I, 1. Cette formule de salutation est la plus courte que nous trouvions dans les épîtres de Paul, bien qu'elle contienne au fond tout ce qui fait ailleurs l'essence des formules plus développées. Aussi les copistes l'ont-ils trouvée trop maigre et se sont-ils hâtés d'y joindre à la fin la phrase généralement usitée: de la part de Dieu, notre père, et de notre Seigneur Jésus-Christ, que les plus anciens témoins ne connaissent pas. Le titre d'apôtre est omis, sans qu'il soit besoin d'en rechercher la cause: on peut supposer que Paul ne s'accoutuma que plus tard à l'employer explicitement là où il pouvait rencontrer une certaine opposition personnelle. Les mots: en Dieu le père, etc., ne sont pas bien clairs par eux-mêmes. On les envisage ordinairement comme la qualification de l'Église, afin de donner à celle-ci le caractère d'une communauté religieuse et chrétienne, le terme grec à l’église étant employé à cette époque dans un sens civil ou politique. Mais les règles de la syntaxe exigeraient la présence de l'article pour exprimer le sens de l'église qui est en Dieu, etc. Des considérations analogues nous empêchent de renverser la construction pour dire: Grâce et paix à vous, en Dieu, etc. L'explication la plus simple sera toujours de rattacher la phrase en question au sujet même: ce sont les trois apôtres qui s'adressent aux Thessaloniciens en (au nom de) Dieu, etc. (Sur le sens du moi paix, voy. Hist. de la théol, apost., Il, 179.)
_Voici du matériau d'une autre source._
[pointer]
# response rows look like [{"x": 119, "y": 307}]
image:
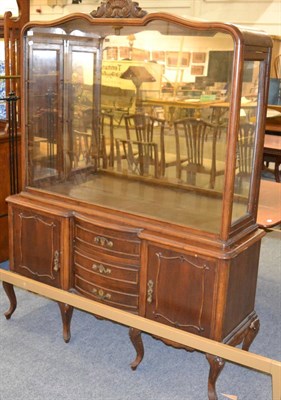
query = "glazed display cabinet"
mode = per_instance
[{"x": 142, "y": 150}]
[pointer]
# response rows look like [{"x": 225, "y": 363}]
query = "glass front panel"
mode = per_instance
[
  {"x": 134, "y": 118},
  {"x": 246, "y": 139}
]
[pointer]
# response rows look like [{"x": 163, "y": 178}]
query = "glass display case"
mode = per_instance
[
  {"x": 143, "y": 138},
  {"x": 154, "y": 108}
]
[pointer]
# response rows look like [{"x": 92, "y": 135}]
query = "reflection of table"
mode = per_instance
[
  {"x": 171, "y": 104},
  {"x": 269, "y": 209},
  {"x": 272, "y": 153}
]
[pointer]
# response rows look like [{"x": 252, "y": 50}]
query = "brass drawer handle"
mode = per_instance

2 Je rends grâces à Dieu en tout temps au sujet de vous tous, en faisant mention de vous dans mes prières, et en rappelant sans cesse, en présence de Dieu, notre père, l'œuvre de votre foi, l'activité de votre charité, et la persévérance de votre espoir en notre Seigneur Jésus-Christ. Car je sais, mes frères bien-aimés de Dieu, que vous avez été élus, ma prédication ayant été faite auprès de vous non pas seulement en paroles, mais encore avec puissance, avec l'esprit saint, et avec une entière conviction, comme vous savez en quelle manière je me suis présenté chez vous pour votre bien.

6 Et vous aussi, vous êtes devenus mes imitateurs et ceux du Seigneur, en recevant la parole, au milieu de beaucoup de tribulations, avec la joie du Saint-Esprit, de sorte que vous êtes devenus un modèle pour tous les croyants de la Macédoine et de l'Achaïe. Car c'est de chez vous que la parole du Seigneur s'est répandue non seulement en Macédoine et en Achaïe, mais partout votre foi en Dieu a été connue en même temps, de sorte que je n'ai pas besoin d'en parler: ce sont eux-mêmes qui racontent quel accueil vous m'avez fait et comment vous vous êtes convertis à Dieu, en abandonnant les idoles pour servir le Dieu vivant et vrai, et pour attendre du haut des cieux son fils qu'il a ressuscité des morts, Jésus, qui nous sauve de la colère à venir.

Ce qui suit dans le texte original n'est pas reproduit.